Introduction: Dermoscopy has become widespread in the diagnosis of inflammatory skin diseases. Cutaneous vasculitis (CV) is characterized by inflammation of vessels, and a rapid and reliable technique is required for the diagnosis.
Objectives: We aimed to define CV dermoscopic features and increase the diagnostic accuracy of dermoscopy with machine learning (ML) methods.

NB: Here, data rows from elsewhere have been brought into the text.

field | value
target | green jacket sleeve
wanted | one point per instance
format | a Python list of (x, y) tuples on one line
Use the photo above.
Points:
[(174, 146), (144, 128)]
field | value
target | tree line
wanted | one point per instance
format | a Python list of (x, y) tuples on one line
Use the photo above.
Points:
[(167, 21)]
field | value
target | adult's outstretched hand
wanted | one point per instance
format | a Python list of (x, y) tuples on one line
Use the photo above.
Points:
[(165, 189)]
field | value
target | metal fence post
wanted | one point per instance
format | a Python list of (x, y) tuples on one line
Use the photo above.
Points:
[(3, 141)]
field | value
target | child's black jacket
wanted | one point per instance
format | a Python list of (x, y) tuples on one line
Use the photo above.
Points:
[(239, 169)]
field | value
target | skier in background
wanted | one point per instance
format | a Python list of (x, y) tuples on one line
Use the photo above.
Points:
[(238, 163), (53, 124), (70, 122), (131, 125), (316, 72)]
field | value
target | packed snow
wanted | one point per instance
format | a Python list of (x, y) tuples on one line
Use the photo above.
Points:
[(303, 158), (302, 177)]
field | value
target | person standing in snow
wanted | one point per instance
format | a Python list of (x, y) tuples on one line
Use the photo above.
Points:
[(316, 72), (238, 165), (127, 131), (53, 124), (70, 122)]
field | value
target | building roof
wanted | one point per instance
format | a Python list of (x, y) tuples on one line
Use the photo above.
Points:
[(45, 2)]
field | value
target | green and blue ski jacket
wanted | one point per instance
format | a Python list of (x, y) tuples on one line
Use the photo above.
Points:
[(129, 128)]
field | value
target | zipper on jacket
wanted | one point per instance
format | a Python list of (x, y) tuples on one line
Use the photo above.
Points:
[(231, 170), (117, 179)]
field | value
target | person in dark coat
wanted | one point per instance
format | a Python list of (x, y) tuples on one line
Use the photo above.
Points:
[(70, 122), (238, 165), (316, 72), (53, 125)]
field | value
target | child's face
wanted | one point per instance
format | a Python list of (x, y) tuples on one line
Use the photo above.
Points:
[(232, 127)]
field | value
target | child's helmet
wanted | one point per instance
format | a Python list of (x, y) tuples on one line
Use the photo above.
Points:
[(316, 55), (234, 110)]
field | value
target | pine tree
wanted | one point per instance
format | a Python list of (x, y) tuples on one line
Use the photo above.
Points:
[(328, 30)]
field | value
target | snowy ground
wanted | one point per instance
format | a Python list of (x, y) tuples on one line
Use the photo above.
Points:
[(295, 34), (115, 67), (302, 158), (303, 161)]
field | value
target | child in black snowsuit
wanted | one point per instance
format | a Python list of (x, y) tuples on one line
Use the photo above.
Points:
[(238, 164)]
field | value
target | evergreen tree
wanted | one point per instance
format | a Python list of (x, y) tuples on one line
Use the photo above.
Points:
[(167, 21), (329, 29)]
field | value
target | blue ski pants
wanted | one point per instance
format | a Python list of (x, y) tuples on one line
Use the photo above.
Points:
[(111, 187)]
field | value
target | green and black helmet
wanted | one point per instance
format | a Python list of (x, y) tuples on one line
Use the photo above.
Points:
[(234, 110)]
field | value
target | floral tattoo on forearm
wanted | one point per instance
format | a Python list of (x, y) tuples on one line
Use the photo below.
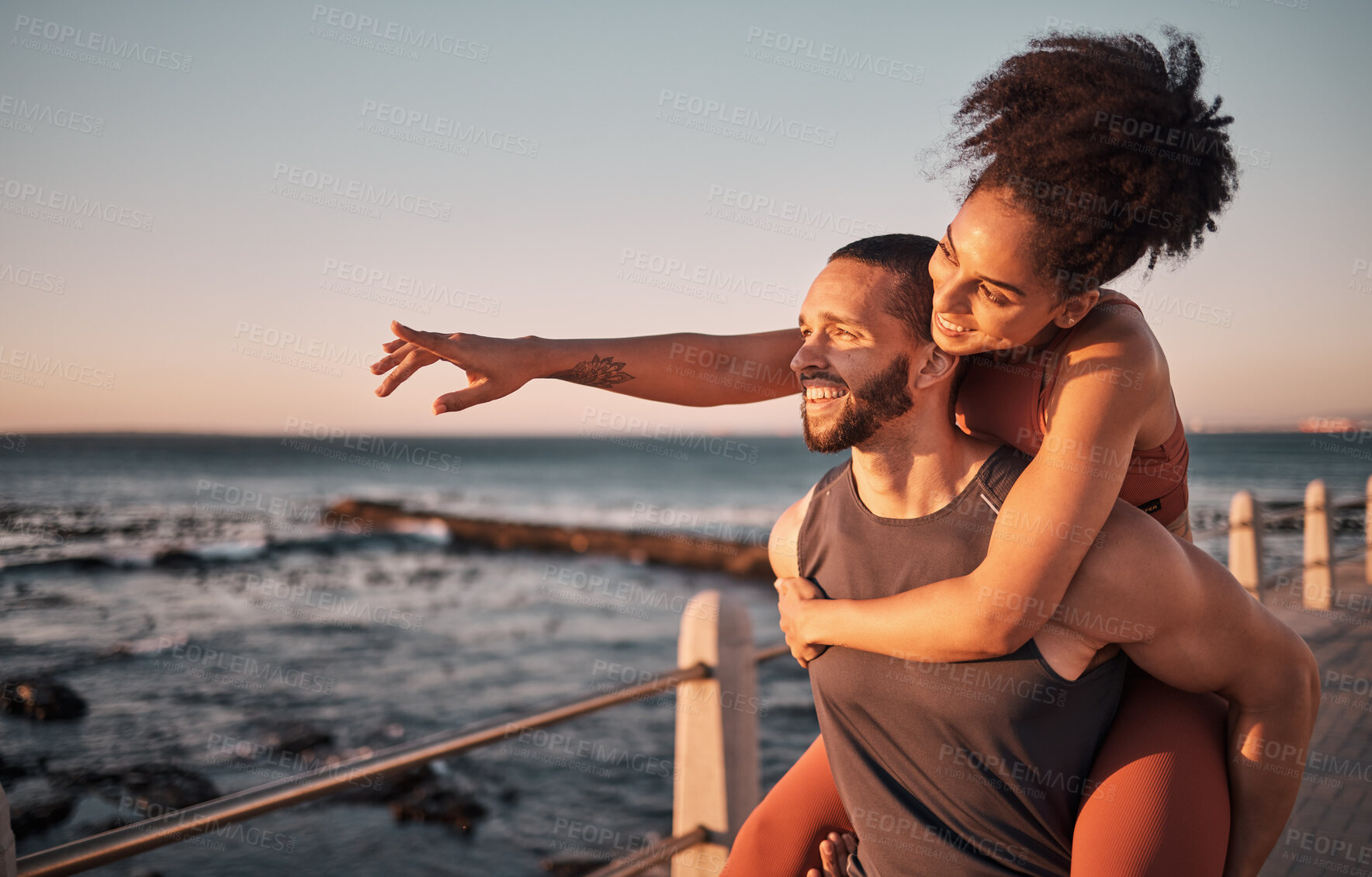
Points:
[(600, 373)]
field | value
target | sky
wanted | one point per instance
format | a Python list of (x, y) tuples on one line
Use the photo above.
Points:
[(209, 214)]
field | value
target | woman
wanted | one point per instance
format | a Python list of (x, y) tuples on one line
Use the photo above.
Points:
[(1084, 155)]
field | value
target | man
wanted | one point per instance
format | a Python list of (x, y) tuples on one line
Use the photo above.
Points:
[(980, 768)]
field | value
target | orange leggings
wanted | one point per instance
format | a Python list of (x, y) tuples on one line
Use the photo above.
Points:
[(1159, 802)]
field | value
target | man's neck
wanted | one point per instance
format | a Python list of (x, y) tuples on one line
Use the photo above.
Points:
[(916, 464)]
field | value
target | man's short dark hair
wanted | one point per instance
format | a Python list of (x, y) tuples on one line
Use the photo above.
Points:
[(906, 257)]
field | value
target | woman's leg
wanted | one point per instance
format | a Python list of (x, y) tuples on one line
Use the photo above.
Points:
[(1159, 795), (781, 837)]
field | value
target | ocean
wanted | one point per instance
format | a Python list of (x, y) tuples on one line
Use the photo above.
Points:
[(158, 575)]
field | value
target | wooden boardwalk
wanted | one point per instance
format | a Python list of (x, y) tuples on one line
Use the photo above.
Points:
[(1330, 830)]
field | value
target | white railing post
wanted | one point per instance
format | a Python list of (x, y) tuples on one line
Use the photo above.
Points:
[(1318, 577), (716, 768), (1246, 542)]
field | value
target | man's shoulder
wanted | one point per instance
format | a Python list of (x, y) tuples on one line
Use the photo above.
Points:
[(1000, 471)]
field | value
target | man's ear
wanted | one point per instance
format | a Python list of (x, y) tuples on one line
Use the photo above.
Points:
[(939, 366)]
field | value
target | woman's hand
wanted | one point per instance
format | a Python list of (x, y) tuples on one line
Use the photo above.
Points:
[(496, 367), (793, 594), (834, 853)]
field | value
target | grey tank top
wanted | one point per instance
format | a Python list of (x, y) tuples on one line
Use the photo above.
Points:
[(952, 769)]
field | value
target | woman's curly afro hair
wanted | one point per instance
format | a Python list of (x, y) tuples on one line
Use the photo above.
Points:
[(1105, 139)]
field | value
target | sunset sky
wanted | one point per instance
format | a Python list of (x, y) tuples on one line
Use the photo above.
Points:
[(166, 262)]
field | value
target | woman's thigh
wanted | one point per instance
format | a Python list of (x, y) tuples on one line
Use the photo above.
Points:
[(781, 837), (1159, 798)]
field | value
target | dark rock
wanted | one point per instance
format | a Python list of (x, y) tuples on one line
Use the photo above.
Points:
[(168, 787), (573, 865), (300, 739), (39, 813), (10, 771), (40, 698), (446, 806)]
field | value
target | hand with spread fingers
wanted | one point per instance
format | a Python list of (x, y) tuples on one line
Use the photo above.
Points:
[(793, 594), (494, 366)]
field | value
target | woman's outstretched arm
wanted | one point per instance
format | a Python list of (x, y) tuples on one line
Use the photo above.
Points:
[(684, 368)]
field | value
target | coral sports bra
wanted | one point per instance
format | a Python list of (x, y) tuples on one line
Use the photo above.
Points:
[(1007, 403)]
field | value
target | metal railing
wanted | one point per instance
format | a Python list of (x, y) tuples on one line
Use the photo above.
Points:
[(168, 828), (715, 643)]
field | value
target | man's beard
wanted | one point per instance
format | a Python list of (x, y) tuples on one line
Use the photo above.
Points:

Methods: Eighty-nine patients with clinically suspected CV were included in the study. Dermoscopic images were obtained before biopsy using a polarized dermoscopy. Dermoscopic images were independently evaluated, and interobserver variability was calculated. Decision Tree, Random Forest, and K-Nearest Neighbors were used as ML classification models.
Results: The histopathological diagnosis of 58 patients was CV. Three patterns were observed: homogeneous pattern, mottled pattern, and meshy pattern. There was a significant difference in background color between the CV and non-CV groups (P = 0.001). The milky red and livedoid background color were specific markers in the differential diagnosis of CV (sensitivity 56.7%, specificity 96.3%, sensitivity 29.4%, specificity 99.2%, respectively). Red blotches were significantly more common in CV lesions (P = 0.038). Red dots, comma vessels, and scales were more common in the non-CV group (P = 0.002, P = 0.002, P = 0.003, respectively). Interobserver agreement was very good for both pattern (???? = 0.869) and background color analysis (???? = 0.846) (P < 0.001). According to ML classifiers, the background color and lack of scales were the most significant dermoscopic aspects of CV.
Conclusions: Dermoscopy may guide as a rapid and reliable technique in CV diagnosis. High accuracy rates obtained with ML methods may increase the success of dermoscopy.